ShareBulk action barShare selected CVEs to a configured integration. See Sharing & Integrations.
Download ReportDetail pageGenerate a formatted PDF report for a single CVE.

Keyboard triage

The list supports keyboard-driven triage:

KeyAction
j / kMove focus down / up
EnterOpen the drawer
xToggle row selection
sToggle bookmark
EscClose the drawer
?Show/hide the shortcut help

See Keyboard Shortcuts for the platform-wide reference.

Common questions

Is "CVE Feeds" a different feature from "Vulnerabilities (CVEs)"? No. /threats/cve-feeds is a redirect to /threat-intelligence/vulnerabilities and loads the exact same page, queue, and data. The two names exist because the feature is reachable from both the Threats and Threat Intelligence areas of the navigation.

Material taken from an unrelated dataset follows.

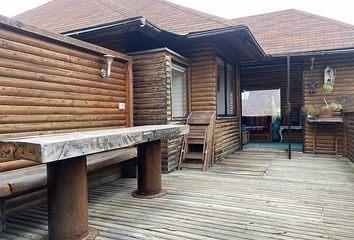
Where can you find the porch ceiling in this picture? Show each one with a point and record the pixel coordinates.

How is Priority Score different from CVSS? CVSS is one input (25% of the weight). Priority Score adds exploitation reality (KEV, exploit maturity, ransomware use, threat-intel density) and — critically — whether the CVE touches your assets, then decays older CVEs. It is designed to rank what's worth your time, not the theoretical worst case.

Why does a CVE show zero in "Your Assets" but still appear in the feed? The feed is the full tracked CVE catalogue, not only matched CVEs. Use the My Assets quick-filter to restrict to CVEs that match a detected asset, or the Tracked chip for products you explicitly monitor.

Does changing a CVE's status affect anyone else? Status is shared workflow state for your organisation — it's how a team coordinates triage. Bookmarks, by contrast, are per-user.

Do my column and view-mode choices stick? Yes — column visibility and view mode are saved in your browser (per device/profile), so they persist across sessions but don't follow you to another machine. Sort order is not remembered between reloads — it resets to Priority Score, descending.

Where do KEV, exploit maturity, and ransomware flags come from? KEV comes from the CISA Known Exploited Vulnerabilities catalogue. Exploit maturity, ransomware-campaign use, threat-intel density (MISP event correlation), and linked actors/malware/campaigns are enrichment ShadowMap maintains in the Threat Intelligence data set.